My inner ER nurse shines again! Today I overslept and woke up (somehow) 40 minutes before a certification class I had to take for work. It takes me 30 minutes to drive downtown (NOT during rush hour) So my first reaction was to freeze, then I decided I’m making it to this class. I put on scrubs I found on my floor (dirty and backwards I noticed later), brushed my teeth for maybe 10 seconds tops and grabbed my keys. My horrible bedhead and no make up would just have to do.

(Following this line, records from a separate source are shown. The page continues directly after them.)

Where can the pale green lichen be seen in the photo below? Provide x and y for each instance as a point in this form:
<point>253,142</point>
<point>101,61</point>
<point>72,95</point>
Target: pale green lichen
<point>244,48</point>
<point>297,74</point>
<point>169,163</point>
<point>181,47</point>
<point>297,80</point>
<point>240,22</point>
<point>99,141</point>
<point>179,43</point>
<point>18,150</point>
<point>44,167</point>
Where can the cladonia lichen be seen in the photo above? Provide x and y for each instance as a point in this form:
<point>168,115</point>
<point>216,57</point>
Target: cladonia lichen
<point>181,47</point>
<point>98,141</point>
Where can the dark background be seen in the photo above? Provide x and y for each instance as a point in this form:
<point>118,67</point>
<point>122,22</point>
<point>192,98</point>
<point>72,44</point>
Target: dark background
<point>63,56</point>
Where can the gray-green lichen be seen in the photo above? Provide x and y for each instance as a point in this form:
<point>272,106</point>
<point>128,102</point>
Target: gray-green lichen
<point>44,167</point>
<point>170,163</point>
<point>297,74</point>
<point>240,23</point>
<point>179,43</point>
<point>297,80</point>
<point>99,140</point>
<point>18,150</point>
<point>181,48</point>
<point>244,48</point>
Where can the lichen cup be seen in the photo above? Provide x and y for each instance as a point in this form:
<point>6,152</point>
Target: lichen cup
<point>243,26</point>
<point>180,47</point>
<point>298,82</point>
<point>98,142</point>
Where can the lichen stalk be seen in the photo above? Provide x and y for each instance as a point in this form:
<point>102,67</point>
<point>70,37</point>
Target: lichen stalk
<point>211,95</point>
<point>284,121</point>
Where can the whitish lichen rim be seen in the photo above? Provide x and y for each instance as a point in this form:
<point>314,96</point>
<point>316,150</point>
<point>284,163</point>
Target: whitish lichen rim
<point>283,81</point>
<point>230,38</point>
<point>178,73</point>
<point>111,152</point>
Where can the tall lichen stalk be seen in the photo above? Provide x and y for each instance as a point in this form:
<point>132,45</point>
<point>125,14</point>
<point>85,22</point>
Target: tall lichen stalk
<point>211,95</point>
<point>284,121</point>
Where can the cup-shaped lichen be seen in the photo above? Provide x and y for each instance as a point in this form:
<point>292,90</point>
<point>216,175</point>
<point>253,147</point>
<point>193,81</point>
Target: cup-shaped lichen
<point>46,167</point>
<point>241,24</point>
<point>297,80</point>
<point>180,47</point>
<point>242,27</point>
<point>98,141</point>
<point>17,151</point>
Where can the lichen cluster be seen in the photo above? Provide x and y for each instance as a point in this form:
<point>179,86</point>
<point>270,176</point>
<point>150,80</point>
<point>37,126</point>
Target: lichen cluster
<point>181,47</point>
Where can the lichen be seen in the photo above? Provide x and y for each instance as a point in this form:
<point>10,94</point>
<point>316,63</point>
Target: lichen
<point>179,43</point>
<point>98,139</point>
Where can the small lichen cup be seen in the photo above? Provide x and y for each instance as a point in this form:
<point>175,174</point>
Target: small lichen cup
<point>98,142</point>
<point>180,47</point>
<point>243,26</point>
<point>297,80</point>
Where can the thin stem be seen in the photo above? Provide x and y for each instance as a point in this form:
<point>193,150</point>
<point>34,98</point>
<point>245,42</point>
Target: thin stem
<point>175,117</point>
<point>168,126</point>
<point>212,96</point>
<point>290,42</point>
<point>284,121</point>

Ok, I probably didn’t drive the safest…but it was morning rush hour so I could only go so fast. I got lucky with a parking spot, threw my car in park, and took off running. I sprinted 3 blocks to get to the building I needed to be in and showed up ON TIME, looking like a mess but whatever. I was NOT missing this class.
Later I remembered how I actually got this job. I also overslept (common theme) and woke up 30 minutes before my interview (again, 30 minute drive). I somehow made myself look presentable, showed up on time, and nailed it.
It’s funny how when it all comes down to it, the little details just don’t matter. Yes I wanted to get up and make coffee, maybe have breakfast and WALK to class but none of that matters when it’s crunch time. This is something I’ve been learning from working in the ER for the past 6 months. (This is often why I have no lunch break or go pee for 9-10 straight hours) Now that I’ve identified that I have this trait in me… if I could just remember this when I get upset with Joel or get obsessed over stupid wedding details that won’t matter in 5 years.